07 Sep 2009
A new study suggests that climate change has reversed a long-term cooling trend in the Arctic within the past century.
The National Science Foundation-funded study, called Recent Warming Reverses Long-Term Arctic Cooling, published in the 4 September issue of Science, says Arctic temperatures have increased during the past 50 years after cooling steadily from one AD to the year 2000.
Conducted by a team of researchers led by Darrell S Kaufman of Northern Arizona University, the study used samples of lake sediment from several sites north of the sixtieth parallel, along with data from weather stations, to construct a decade-by-decade temperature history of the Arctic Circle. It checked the information against climate modelling data from the National Centre for Atmospheric Research.
During the first 1,900 years, Arctic summer temperatures cooled at 0.2°C per millennium. The cooling was caused by a wobble in the Earth's orbit which left the Arctic slightly further away from the sun.
But by the middle of the 20th century, some Arctic temperatures were 0.7° higher than would have been expected if the gradual cooling trend had continued on its original path.
The data reinforces findings from the 2008 Arctic Report Card, published by the National Oceanic and Atmospheric Administration (NOAA), which said that Arctic temperatures last autumn were at a record 5°C above normal.
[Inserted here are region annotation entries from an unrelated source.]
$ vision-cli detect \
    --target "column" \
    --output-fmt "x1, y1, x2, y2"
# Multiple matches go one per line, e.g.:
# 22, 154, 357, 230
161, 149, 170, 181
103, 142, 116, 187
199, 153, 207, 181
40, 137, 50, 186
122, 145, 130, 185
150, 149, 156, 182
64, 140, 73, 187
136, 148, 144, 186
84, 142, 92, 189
Like the Kaufman study, it blamed the temperature rise on the major loss of sea ice, which is set to change the surface of the Arctic, making it darker and causing it to absorb more heat from the sun. The NOAA says that Arctic White warming trend began in the mid-1960s.
However, some contradictory data exists. The Arctic Regional Ocean Observing System, established by 14 European member states, found that ice volume in the Arctic has been rising for the past three years.